Other indoor pollutants include noxious odors and gases.

The Best Filters In Air Cleaners

If you want fresh air in your home you have to get an air cleaner with the best filters.  Cigarette smoke has very small particles and is difficult to eliminate, unless you have the right filters in your air purifier.  HEPA or High Efficiency Particulate Air filters are recommended if you want to remove at least 99.97% of contaminants in the air inside your home.  HEPA filters can remove even those particles that are 0.3 microns in size.

To enhance the efficiency of air purifiers, a combination of filters is often used.  Some products are equipped with pre-filters, activated carbon filters, electrostatic precipitators and the like for cleaner air in the home.  Experts do not recommend the use of ionic-type filters because they are not very effective and they emit ozone as a by-product.  Ozone is considered an air pollutant and can trigger breathing problems in sensitive individuals.

Numbers That Matter

When shopping for an air purifier, one of the numbers to consider is the CADR or Clean Air Delivery Rate.  This number is an indicator of the product’s ability to remove pollutants from air.  A higher number means the air purifier is more efficient and better at cleaning.  To determine what CADR you need for a room, multiply the square footage of the room by 0.75.  This will give you the minimum CADR to look for in an air purifier.

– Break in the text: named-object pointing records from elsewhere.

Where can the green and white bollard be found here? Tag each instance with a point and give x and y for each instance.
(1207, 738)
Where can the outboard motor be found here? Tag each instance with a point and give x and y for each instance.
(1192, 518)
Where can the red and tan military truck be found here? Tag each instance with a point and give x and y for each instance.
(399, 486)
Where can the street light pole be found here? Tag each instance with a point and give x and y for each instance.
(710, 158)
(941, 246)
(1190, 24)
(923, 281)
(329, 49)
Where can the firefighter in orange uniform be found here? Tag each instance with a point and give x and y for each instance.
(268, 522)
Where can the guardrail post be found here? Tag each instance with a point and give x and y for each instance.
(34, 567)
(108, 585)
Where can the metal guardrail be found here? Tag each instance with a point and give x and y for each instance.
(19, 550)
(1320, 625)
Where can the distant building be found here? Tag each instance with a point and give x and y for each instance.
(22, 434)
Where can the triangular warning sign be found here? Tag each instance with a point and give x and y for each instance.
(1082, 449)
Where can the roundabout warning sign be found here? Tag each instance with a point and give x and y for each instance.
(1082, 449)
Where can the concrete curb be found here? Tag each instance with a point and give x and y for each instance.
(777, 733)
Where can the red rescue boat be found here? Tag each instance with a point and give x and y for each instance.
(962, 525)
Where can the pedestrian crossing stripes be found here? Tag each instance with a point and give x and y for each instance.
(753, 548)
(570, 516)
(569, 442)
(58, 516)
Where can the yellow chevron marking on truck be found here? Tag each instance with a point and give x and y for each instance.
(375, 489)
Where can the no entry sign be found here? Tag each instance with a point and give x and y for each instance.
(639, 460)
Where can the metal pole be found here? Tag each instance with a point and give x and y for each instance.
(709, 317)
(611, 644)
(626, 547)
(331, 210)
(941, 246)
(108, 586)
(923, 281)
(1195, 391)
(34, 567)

You also have to figure out the CFM (cubic feet per minute) of air that moves through the unit.  In general, 250 square feet of space requires about 100 CFM.  Room models can provide up to 400 CFM while tabletop models offer up to 175 CFM.  You may also want to choose a model that isn’t too noisy and has an air intake and output on opposite sides for maximum efficiency.

Air cleaners for the home are becoming more efficient and affordable.  They also offer more features including energy efficiency.